Book The Unquiet Grave   Edited from Several Versions in the Child Ballads

Download or read book The Unquiet Grave Edited from Several Versions in the Child Ballads written by UNQUIET GRAVE. and published by . This book was released on 1974 with total page pages. Available in PDF, EPUB and Kindle. Book excerpt:

Book Educating in Faith

    Book Details:
  • Author : Mark Cleary
  • Publisher : Sacristy Press
  • Release : 2024-03-01
  • ISBN : 1789593395
  • Pages : 244 pages

Download or read book Educating in Faith written by Mark Cleary and published by Sacristy Press. This book was released on 2024-03-01 with total page 244 pages. Available in PDF, EPUB and Kindle. Book excerpt: An examination of the religious, social and political context within which Roman Catholic public schools developed in England from around 1800 and considers their contemporary relevance and character.

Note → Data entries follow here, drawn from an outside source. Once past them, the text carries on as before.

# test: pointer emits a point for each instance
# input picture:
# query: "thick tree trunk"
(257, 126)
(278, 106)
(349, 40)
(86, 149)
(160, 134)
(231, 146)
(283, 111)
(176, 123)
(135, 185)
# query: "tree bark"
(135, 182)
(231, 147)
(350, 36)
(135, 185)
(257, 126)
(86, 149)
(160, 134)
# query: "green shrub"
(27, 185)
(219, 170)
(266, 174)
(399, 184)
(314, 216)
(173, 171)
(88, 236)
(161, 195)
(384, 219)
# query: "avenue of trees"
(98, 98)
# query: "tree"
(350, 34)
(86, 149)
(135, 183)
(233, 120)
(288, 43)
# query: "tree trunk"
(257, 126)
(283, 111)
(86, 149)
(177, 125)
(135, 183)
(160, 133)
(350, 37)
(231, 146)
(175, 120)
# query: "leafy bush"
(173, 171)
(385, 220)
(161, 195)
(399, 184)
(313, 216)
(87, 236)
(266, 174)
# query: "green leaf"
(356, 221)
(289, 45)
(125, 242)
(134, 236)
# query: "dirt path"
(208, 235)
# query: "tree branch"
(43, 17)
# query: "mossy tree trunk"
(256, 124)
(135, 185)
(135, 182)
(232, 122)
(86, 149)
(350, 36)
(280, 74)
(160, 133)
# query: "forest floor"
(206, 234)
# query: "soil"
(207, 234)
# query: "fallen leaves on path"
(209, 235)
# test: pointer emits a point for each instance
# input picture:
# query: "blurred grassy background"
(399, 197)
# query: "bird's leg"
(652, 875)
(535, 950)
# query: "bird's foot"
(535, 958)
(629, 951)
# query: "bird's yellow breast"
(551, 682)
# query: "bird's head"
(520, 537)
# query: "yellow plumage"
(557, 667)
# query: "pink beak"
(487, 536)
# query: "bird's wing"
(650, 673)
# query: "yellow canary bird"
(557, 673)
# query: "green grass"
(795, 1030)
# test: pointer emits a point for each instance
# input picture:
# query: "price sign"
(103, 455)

Book The Development of Anglican Moral Theology  1680   1950

Download or read book The Development of Anglican Moral Theology 1680 1950 written by Peter H. Sedgwick and published by BRILL. This book was released on 2024-01-15 with total page 466 pages. Available in PDF, EPUB and Kindle. Book excerpt: The Development of Anglican Moral Theology is the successor volume to The Origins of Anglican Moral Theology. It describes how Anglican theologians interacted closely with the moral philosophers of their day while providing a pastoral resource in the fast-changing period between 1680-1950. The book shows how vibrant and intellectually rigorous the tradition was, and includes detailed studies of the sermons of Butler, Wesley and Newman, the writings of William Law and Coleridge, and the later work of Maurice, Gore, Scott Holland, Moberly, William Temple and Kirk. This is the first account of this lively tradition of moral theology.